Characteristic of intron sequences

In order to understand the population genetic diversity of A. cerana in populations, several diversity estimations were made (Tables 5 and 6). In the case of the White gene intron, the nucleotide diversity (π) ranged from 0.003117 (locality 3, Hongcheon-gun) to 0.025837 (locality 15, Vin Phuc, Vietnam), showing at least an eight-fold difference between them (Table 6). For the MRJP9 intron, diversity ranged from 0.016541 (locality, 4, Namwon-si) to 0.052468 (locality 15, Vin Phuc, Vietnam), showing at least a three-fold difference (Table 6). Thus, the MRJP9 intron showed two to five fold greater diversity than that of the White gene intron.

[Table 5.] Within-locality diversity estimates of Apis cerana from White gene intron

Within-locality diversity estimates of Apis cerana from White gene intron

[Table 6.] Within-locality diversity estimates of Apis cerana from MRJP9 gene intron

Within-locality diversity estimates of Apis cerana from MRJP9 gene intron

Among the 16 populations, the highest π was found in Vin Phuc, Vietnam (locality 15) in both intron sequences. The second highest estimate were found in Chanthaburi population, Thailand (locality 16) as 0.010435 in the White gene intron and Beijing, China (locality 14) as 0.027619 in the MRJP9 intron. On the other hand, the nine Korean populations ranged from 0.003117 to 0.007170 and 0.015984 to 0.022876 in the White gene intron and MRJP9 gene intron, respectively. This indicates that the Korean populations are relatively low in diversity of the two intron sequences, although their locality of seven (Cheongyanggun) ranked the fifth in the MRJP9 intron and eighth in the White gene intron. In fact, Lee et al. (2015), based on NC2, has also shown that the India, Indonesia, Malaysia, Philippines, and Burma populations were several-fold higher in genetic diversity than the Korean populations, indicating the presence of small effective populations in Korea. Similar to π estimates, haplotype diversity (H) also was the highest in Vin Phuc, Vietnam (locality 15) for both intron sequences. The H of the nine Korean populations ranged from 0.4190 to 0.7059 in the White gene intron and 0.7905 to 0.9673 in the MRJP9 gene intron. These estimates are not high; however, they are better than those of π found in several Korean localities showing more improved ranks in the H than those of π. Nevertheless, it is obvious that the Korean populations have an overall low diversity.

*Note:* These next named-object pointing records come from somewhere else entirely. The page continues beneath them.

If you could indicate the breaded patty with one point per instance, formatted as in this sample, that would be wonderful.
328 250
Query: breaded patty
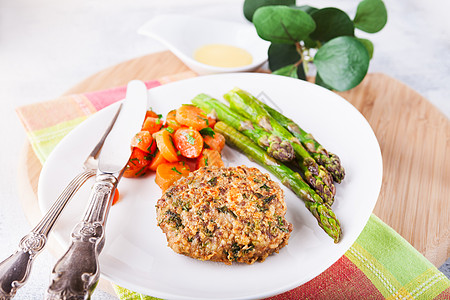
234 214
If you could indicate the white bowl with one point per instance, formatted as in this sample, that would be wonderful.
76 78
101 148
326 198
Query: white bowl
183 35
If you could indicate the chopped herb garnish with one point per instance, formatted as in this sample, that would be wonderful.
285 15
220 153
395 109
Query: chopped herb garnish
174 218
261 208
212 181
268 199
175 170
207 131
258 195
264 186
224 209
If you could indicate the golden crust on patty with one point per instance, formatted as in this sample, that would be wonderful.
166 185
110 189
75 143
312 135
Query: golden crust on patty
233 214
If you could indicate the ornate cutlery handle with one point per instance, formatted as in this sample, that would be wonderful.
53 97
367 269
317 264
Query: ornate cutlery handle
15 270
77 272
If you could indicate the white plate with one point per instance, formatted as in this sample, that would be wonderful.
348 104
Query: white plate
197 32
136 255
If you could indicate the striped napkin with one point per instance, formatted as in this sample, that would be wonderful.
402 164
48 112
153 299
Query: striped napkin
379 265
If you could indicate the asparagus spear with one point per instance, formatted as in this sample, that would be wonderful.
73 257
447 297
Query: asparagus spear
321 211
274 146
317 176
329 160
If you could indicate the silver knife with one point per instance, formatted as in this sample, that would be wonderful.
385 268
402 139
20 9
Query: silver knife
77 272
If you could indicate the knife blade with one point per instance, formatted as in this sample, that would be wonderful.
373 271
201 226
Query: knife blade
77 272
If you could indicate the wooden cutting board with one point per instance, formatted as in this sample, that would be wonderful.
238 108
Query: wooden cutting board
413 135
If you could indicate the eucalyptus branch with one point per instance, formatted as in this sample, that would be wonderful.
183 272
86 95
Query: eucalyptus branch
341 60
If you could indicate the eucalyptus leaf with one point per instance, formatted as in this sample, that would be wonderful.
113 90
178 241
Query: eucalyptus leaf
282 24
306 8
281 55
330 23
369 46
250 6
342 63
289 71
371 16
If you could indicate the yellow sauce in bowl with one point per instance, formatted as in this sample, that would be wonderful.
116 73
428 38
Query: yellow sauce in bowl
225 56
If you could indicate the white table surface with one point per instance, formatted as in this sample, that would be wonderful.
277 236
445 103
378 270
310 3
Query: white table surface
48 46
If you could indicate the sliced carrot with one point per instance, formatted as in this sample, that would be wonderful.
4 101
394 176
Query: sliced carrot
152 124
171 120
168 173
165 145
144 141
156 161
192 116
115 197
209 158
190 162
151 113
214 141
137 164
188 141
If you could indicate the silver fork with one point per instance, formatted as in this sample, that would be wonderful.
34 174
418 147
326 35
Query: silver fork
15 270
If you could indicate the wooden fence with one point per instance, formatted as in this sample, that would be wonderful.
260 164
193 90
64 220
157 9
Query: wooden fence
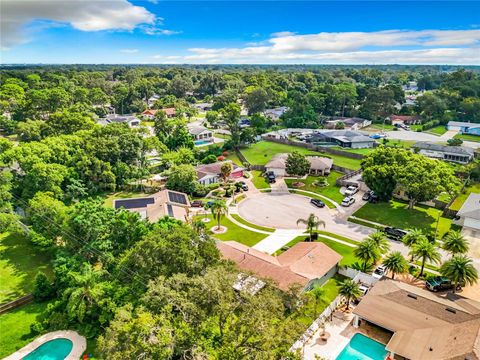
16 303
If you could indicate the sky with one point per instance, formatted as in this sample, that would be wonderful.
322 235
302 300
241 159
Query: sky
239 32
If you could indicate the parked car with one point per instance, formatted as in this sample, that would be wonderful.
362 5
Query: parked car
271 177
379 272
351 190
347 201
317 203
439 283
197 203
367 195
394 233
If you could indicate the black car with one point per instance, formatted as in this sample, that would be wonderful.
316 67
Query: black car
270 177
394 233
439 283
317 203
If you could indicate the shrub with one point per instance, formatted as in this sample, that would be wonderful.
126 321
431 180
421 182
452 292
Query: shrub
43 288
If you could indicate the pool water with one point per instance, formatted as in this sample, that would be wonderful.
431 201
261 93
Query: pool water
361 347
56 349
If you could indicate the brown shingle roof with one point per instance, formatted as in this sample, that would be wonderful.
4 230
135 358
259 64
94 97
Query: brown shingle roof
298 265
423 327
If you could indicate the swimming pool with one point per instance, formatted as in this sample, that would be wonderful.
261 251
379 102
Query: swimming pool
56 349
361 347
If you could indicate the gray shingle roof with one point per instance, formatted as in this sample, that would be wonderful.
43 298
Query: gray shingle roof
460 150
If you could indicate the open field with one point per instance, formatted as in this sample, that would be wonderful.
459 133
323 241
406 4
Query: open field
15 327
396 213
262 152
460 199
234 232
19 263
331 191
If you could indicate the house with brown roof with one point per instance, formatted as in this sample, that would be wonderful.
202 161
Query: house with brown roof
211 173
318 165
305 264
405 119
152 208
424 326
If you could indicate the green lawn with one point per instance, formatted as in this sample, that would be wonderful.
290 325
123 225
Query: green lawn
123 195
19 263
437 130
245 222
332 191
466 137
460 199
15 327
261 152
396 213
235 232
259 180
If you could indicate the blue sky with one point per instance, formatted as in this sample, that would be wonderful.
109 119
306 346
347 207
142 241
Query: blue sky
343 32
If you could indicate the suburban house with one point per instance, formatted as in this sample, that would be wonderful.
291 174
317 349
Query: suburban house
344 138
152 99
212 173
131 120
201 134
469 213
305 264
318 165
423 326
464 127
350 123
203 106
150 113
405 119
458 154
163 203
276 113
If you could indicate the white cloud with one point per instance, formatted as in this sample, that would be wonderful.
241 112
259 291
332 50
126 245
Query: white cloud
282 33
384 47
84 15
129 51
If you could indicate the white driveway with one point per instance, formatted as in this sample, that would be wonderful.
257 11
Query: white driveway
421 136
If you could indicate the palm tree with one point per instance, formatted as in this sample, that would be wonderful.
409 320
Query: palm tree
349 290
413 237
460 270
84 292
368 252
455 243
318 294
219 209
382 243
425 250
396 263
313 222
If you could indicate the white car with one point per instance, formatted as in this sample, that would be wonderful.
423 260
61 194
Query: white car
379 272
351 190
347 201
363 289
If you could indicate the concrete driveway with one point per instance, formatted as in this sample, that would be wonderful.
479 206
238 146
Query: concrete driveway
282 210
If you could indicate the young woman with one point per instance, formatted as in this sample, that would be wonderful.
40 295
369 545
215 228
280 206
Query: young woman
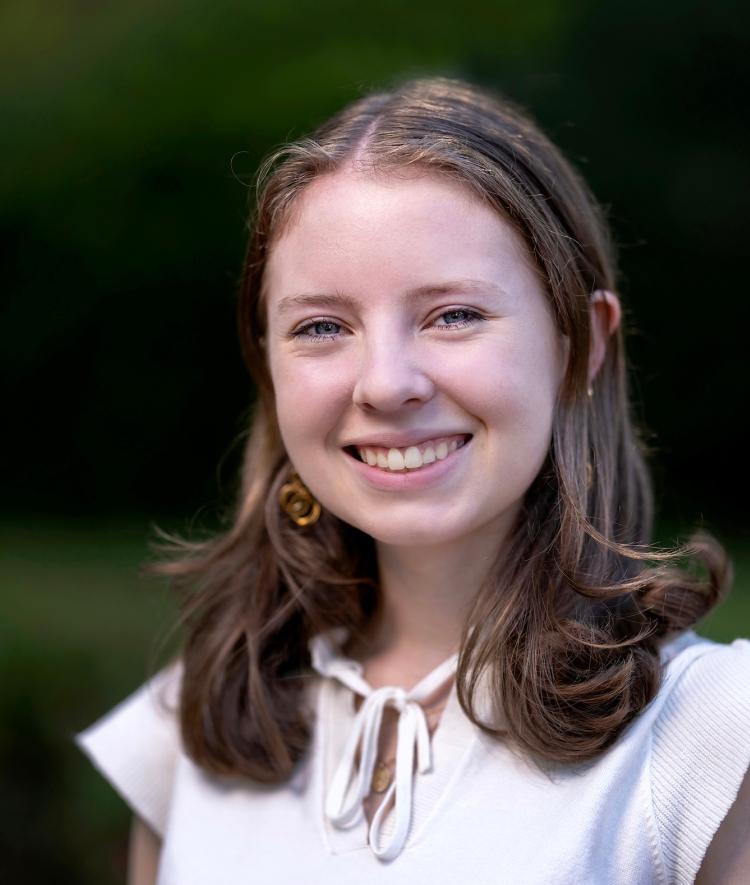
434 644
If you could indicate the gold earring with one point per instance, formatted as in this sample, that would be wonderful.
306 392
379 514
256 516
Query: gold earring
297 501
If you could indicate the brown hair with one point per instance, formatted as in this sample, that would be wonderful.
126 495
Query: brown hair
567 634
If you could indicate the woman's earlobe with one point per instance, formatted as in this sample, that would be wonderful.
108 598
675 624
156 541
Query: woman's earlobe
605 316
614 309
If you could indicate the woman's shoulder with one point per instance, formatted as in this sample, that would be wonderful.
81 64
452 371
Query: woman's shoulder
700 750
136 745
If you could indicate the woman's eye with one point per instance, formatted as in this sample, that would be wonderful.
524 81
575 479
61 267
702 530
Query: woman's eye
455 318
326 330
316 325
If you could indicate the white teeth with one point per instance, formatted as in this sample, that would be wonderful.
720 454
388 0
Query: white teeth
410 458
395 460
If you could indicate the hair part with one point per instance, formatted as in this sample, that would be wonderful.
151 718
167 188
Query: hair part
566 635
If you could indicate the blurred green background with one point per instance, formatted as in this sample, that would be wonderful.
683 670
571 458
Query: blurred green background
130 132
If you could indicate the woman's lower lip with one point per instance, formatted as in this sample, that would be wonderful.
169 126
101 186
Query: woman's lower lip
406 480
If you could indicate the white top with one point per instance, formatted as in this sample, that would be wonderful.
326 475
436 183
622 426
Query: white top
643 812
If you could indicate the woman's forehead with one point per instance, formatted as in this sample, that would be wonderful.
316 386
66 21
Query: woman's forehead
352 230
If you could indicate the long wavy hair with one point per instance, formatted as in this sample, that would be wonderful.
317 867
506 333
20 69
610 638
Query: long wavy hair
566 634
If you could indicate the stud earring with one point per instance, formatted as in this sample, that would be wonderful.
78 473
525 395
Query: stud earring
297 501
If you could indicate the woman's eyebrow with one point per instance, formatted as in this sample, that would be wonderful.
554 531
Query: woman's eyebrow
428 290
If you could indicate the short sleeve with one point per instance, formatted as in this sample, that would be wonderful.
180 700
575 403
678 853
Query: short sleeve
137 744
700 754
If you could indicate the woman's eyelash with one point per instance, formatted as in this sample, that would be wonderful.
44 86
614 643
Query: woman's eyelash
300 333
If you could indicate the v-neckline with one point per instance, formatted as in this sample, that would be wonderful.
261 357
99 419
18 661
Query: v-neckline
451 744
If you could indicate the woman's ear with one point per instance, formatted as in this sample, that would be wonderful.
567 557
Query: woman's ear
605 315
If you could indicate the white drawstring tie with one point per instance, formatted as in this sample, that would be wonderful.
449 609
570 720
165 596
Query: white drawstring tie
343 805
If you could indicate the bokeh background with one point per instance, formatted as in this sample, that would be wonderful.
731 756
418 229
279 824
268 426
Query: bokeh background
130 132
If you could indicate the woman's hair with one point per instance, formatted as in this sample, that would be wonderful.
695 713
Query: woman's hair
565 630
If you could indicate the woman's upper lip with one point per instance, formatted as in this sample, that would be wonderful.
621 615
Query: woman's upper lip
404 438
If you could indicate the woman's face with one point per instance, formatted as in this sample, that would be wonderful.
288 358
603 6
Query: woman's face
404 316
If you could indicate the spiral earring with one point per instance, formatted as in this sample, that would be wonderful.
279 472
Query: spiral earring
297 501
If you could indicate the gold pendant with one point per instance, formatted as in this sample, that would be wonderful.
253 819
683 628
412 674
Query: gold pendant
381 778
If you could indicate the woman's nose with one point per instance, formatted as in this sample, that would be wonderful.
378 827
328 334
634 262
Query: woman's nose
390 375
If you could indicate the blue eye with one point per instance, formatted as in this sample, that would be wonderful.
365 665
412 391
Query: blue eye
302 332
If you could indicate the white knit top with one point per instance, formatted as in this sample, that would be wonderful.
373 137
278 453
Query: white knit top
469 810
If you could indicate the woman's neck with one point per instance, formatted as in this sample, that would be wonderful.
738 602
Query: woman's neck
425 597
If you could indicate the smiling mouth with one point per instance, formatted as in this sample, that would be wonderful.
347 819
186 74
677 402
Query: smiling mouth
409 459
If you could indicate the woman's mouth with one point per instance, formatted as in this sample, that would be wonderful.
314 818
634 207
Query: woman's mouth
411 458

In summary, we selected two intron sequences from the public genome database and sequenced 552 clones from 184 individuals of A. cerana collected from 16 localities in four countries. The high variability and diversity of the intron sequences show their high potential for use as non-mitochondrial DNA-based molecular markers for future population genetics studies.